Hydrogen is a promising environmentally friendly energy carrier. The production of H2 by water splitting could help to meet future demand, but needs efficient electrocatalysts which lower the overpotential of the hydrogen evolution reaction (HER). One abundant material for this application is molybdenum disulfide, MoS2. However, a lack of active sites within MoS2 crystals can lead to high overpotentials in alkaline solutions and limits the activity for HER.
Xinliang Feng, Technical University Dresden, Germany, and colleagues have developed nickel-doped MoS2 nanosheets to improve the number of active sites for water dissociation and thus, the catalytic activity. The team prepared the doped nanosheets by a hydrothermal reaction involving nickel sulfate, sodium molybdate, and L-cysteine.
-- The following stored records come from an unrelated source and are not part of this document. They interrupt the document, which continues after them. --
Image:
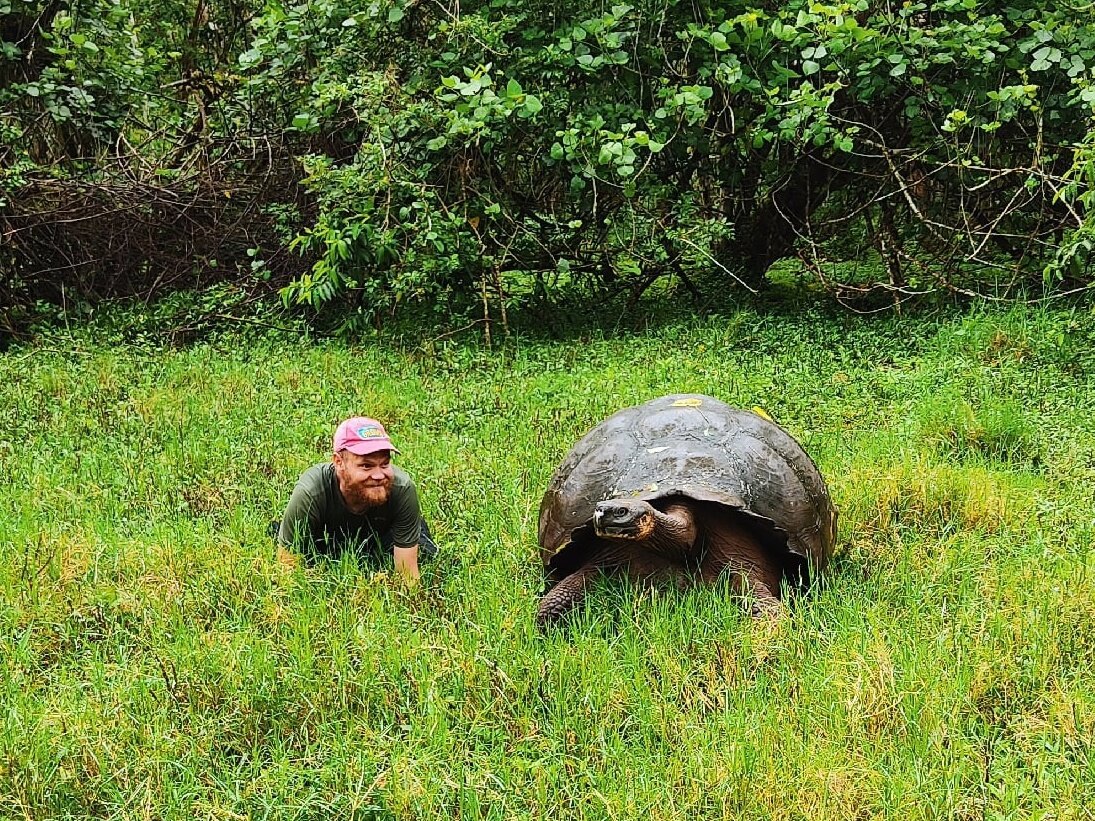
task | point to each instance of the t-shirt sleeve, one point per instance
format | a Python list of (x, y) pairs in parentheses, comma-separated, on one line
[(406, 517), (302, 523)]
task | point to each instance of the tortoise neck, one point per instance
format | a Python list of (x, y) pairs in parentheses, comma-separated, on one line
[(673, 530)]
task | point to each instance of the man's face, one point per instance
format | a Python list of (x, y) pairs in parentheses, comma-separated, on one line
[(366, 482)]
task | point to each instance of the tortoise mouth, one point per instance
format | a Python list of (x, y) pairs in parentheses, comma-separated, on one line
[(620, 532)]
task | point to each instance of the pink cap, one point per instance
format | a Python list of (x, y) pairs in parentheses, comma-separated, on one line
[(361, 435)]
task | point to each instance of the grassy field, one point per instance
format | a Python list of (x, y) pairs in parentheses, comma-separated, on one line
[(157, 661)]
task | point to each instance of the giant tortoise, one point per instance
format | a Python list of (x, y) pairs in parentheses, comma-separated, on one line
[(689, 486)]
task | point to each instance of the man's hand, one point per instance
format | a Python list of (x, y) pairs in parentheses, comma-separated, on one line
[(287, 558), (406, 564)]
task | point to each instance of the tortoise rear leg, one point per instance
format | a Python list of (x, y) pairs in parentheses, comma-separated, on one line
[(753, 573)]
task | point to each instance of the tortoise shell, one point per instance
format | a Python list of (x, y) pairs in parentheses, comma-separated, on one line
[(699, 448)]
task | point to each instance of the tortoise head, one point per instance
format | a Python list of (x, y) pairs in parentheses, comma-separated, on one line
[(631, 519)]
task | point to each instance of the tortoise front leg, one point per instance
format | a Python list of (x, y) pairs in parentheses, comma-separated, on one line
[(572, 589), (753, 574), (565, 596)]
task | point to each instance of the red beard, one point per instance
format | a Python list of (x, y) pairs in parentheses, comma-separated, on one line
[(368, 496)]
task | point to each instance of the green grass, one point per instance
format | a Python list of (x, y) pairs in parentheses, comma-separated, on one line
[(156, 660)]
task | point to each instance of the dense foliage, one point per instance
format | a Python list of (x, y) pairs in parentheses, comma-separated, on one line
[(403, 151)]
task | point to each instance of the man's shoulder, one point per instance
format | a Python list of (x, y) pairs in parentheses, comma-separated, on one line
[(317, 480)]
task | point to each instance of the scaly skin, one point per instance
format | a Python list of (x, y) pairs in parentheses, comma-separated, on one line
[(645, 541)]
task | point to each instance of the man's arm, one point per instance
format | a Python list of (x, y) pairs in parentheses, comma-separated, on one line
[(406, 563), (405, 533), (301, 522)]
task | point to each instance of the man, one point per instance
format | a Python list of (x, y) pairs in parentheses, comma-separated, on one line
[(358, 500)]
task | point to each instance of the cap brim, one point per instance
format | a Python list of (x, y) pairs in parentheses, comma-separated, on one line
[(364, 449)]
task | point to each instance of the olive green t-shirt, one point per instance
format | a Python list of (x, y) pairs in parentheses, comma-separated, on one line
[(318, 518)]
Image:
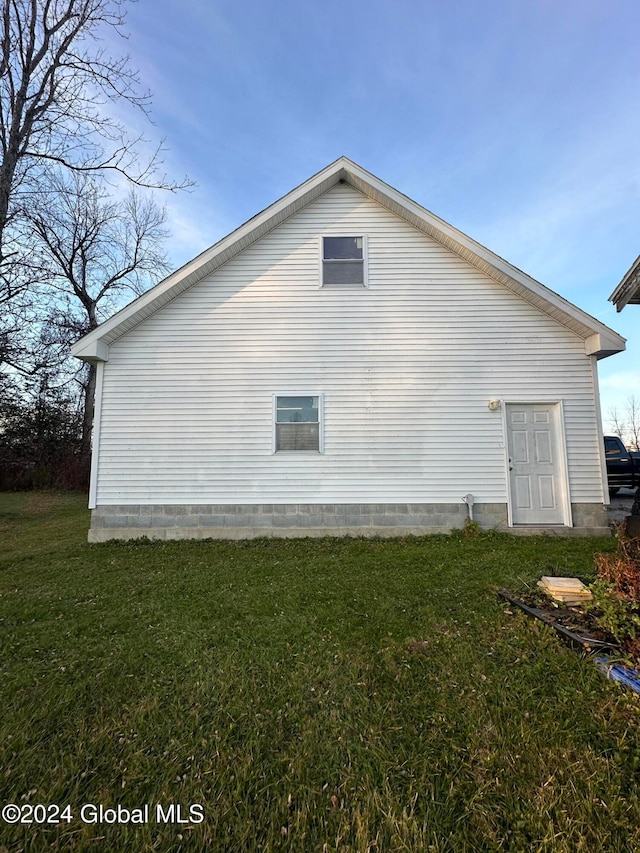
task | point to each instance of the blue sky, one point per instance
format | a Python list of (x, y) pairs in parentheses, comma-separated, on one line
[(517, 121)]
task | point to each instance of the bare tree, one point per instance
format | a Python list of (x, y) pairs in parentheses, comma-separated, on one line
[(56, 84), (616, 424), (633, 421), (95, 250)]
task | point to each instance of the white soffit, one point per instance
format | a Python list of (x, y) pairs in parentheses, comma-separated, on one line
[(628, 291), (94, 346)]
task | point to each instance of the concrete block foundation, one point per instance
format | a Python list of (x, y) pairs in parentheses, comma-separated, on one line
[(239, 521)]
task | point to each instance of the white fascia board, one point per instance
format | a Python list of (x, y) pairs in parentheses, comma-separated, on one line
[(629, 288), (602, 344)]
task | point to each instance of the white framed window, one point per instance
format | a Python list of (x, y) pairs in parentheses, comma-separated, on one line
[(298, 422), (343, 261)]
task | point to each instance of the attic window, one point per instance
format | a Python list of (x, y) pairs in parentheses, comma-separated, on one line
[(343, 261)]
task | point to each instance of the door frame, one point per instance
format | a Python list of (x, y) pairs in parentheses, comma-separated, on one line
[(561, 449)]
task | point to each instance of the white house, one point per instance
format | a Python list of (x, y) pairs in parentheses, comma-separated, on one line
[(346, 362)]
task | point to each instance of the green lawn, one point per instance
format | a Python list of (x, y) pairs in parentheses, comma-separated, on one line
[(311, 695)]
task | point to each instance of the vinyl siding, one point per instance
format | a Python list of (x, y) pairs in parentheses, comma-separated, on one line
[(406, 368)]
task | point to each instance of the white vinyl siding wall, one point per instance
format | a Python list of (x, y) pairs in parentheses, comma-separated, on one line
[(406, 368)]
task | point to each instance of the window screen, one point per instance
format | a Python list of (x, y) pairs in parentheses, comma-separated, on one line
[(297, 424), (342, 261)]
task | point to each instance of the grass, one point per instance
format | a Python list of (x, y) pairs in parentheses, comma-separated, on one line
[(311, 695)]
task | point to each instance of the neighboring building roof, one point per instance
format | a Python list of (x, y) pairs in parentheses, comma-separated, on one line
[(628, 291), (599, 339)]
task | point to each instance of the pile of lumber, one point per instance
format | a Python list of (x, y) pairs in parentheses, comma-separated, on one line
[(569, 591)]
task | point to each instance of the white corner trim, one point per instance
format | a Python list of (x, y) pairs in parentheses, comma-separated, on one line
[(95, 436)]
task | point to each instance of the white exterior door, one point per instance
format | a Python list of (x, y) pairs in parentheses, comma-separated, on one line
[(536, 464)]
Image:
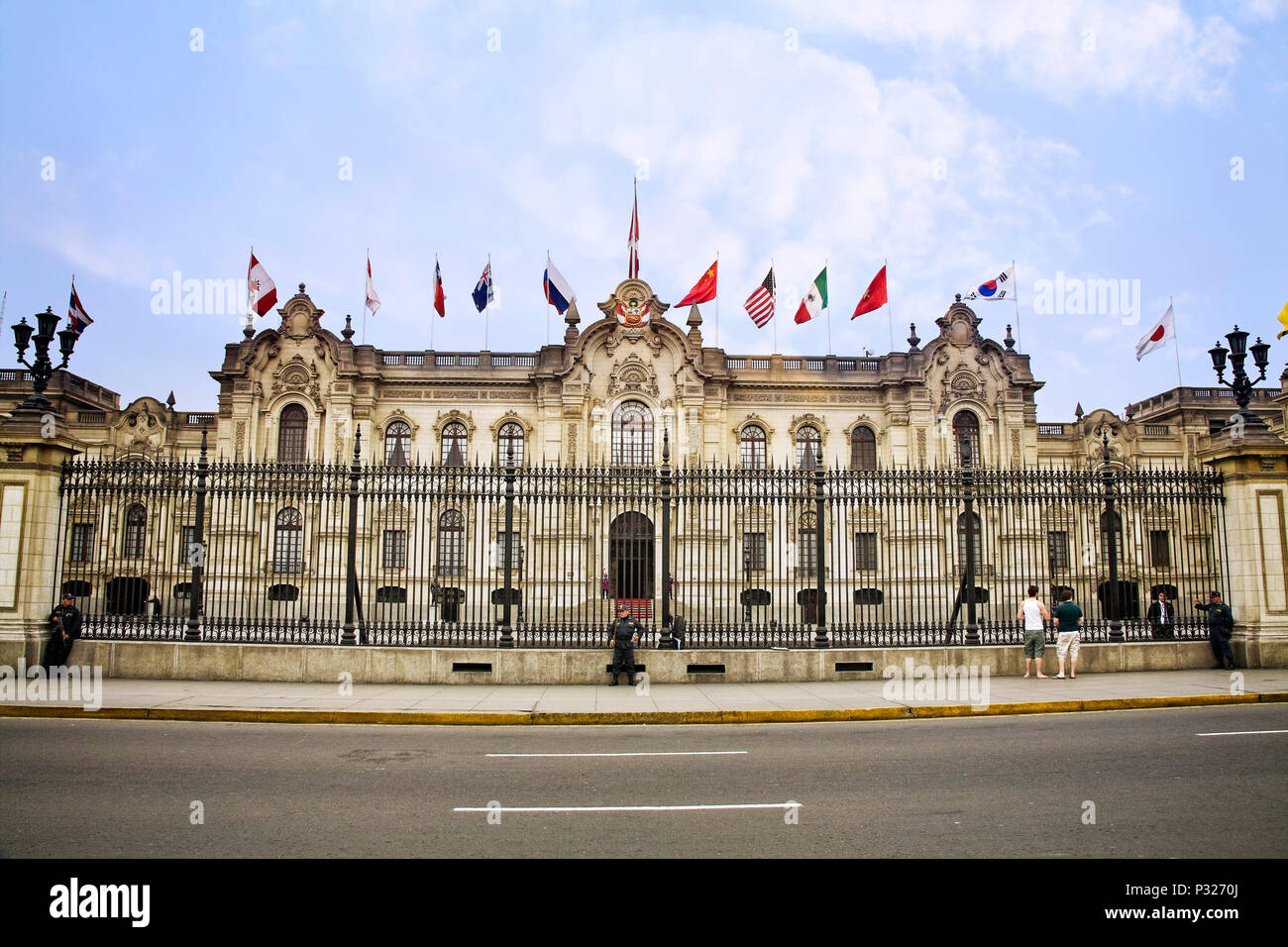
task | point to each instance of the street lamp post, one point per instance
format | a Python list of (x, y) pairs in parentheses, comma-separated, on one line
[(1241, 382), (43, 368)]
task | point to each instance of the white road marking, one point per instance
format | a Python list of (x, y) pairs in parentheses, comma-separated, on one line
[(1237, 733), (629, 808), (668, 753)]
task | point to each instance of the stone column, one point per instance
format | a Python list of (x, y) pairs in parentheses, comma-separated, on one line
[(30, 474), (1256, 489)]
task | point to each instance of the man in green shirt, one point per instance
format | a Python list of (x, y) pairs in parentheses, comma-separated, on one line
[(1068, 633)]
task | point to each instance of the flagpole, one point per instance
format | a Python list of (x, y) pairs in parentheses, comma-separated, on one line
[(1017, 289), (885, 265), (828, 313)]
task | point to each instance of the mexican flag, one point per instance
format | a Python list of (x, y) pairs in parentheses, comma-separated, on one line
[(815, 300)]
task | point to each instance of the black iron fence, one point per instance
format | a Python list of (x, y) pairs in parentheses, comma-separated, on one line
[(542, 556)]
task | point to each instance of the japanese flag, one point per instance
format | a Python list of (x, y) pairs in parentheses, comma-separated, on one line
[(1157, 337)]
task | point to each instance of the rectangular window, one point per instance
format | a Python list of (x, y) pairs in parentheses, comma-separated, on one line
[(81, 541), (395, 549), (1159, 549), (516, 557), (866, 551), (1057, 549)]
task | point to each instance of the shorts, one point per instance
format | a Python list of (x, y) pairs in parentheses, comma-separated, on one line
[(1068, 642), (1034, 643)]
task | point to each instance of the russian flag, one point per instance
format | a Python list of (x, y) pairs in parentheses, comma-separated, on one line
[(558, 291)]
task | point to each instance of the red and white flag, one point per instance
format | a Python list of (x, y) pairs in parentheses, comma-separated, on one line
[(261, 289), (76, 316), (373, 299), (632, 240), (1157, 337)]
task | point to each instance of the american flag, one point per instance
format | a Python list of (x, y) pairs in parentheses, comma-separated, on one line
[(760, 304)]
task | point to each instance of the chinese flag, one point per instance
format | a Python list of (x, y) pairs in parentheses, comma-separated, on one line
[(704, 291), (875, 298)]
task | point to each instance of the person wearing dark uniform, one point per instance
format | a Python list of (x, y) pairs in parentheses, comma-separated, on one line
[(1220, 628), (64, 621), (625, 633)]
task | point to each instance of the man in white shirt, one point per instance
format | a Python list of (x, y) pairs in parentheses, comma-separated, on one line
[(1035, 616)]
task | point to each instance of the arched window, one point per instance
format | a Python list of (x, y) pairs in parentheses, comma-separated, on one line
[(136, 531), (455, 441), (751, 447), (510, 441), (863, 449), (398, 444), (961, 540), (807, 445), (290, 434), (1119, 535), (288, 541), (966, 437), (451, 543), (632, 433), (806, 543)]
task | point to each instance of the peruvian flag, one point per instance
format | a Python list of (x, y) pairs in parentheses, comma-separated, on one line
[(875, 298), (1157, 337), (262, 291), (704, 290), (439, 300), (77, 318), (632, 239), (815, 300), (373, 299)]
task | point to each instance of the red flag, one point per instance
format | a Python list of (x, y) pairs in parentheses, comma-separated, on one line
[(703, 291), (439, 304), (262, 289), (875, 298), (632, 239)]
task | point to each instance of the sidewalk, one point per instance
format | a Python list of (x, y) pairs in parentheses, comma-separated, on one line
[(657, 703)]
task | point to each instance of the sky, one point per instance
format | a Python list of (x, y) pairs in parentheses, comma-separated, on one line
[(1142, 144)]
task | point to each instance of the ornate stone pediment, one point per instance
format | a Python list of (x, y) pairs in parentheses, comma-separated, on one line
[(632, 373)]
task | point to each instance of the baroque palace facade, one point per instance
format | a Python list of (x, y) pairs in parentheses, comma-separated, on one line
[(605, 395)]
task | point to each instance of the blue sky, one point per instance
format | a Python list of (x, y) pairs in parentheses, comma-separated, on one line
[(1099, 141)]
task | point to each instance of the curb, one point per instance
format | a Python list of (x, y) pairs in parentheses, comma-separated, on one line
[(613, 718)]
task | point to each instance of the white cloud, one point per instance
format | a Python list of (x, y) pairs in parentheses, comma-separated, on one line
[(1149, 50)]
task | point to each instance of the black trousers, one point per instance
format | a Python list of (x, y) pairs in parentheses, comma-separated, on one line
[(623, 660), (58, 651), (1220, 647)]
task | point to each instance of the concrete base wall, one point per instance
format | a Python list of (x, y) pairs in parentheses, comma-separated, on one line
[(209, 661)]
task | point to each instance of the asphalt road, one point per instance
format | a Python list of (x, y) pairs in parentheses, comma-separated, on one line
[(991, 788)]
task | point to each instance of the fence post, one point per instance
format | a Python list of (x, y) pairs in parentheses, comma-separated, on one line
[(1111, 531), (506, 626), (197, 549), (351, 583), (820, 581), (665, 642), (969, 495)]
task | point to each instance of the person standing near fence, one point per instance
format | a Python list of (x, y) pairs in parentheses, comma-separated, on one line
[(1034, 615), (1220, 628), (1068, 633), (625, 633)]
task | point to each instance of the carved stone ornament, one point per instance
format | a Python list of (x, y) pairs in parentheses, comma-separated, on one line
[(632, 375)]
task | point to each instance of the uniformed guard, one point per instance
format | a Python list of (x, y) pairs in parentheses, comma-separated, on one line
[(65, 622), (625, 631)]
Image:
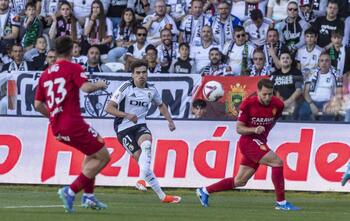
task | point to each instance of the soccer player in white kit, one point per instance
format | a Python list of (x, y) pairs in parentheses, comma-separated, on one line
[(130, 104)]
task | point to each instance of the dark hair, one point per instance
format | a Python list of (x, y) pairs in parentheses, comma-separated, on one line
[(137, 64), (184, 44), (133, 22), (310, 31), (256, 14), (337, 33), (30, 5), (141, 28), (151, 47), (64, 46), (332, 2), (265, 82), (16, 45), (214, 49), (238, 29), (101, 29), (199, 103)]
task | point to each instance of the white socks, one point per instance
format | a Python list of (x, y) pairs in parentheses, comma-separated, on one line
[(145, 159), (153, 182)]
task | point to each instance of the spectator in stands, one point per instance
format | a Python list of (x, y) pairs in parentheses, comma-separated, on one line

The nickel content could be tuned from around 6 mol% to 19 mol%.
The researchers tested the material’s activity as an electrocatalyst for hydrogen evolution and found a low HER overpotential of 98 mV at 10 mA/cm2 in KOH solution for a catalyst with a nickel content of 13.3 mol%. This performance is significantly better than for pure MoS2 catalysts. The nanosheets also have a good cycling stability, with the overpotential increasing by only 5 mV after 2000 cycles. According to the team, this approach could lead to efficient and robust water-splitting catalysts.
- Engineering Water Dissociation Sites in MoS2 Nanosheets for Accelerated Electrocatalytic Hydrogen Production,
Jian Zhang, Tao Wang, Pan Liu, Shaohua Liu, Renhao Dong, Xiaodong Zhuang, Mingwei Chrn, Xinliang Feng,
Energy Environ. Sci. 2016.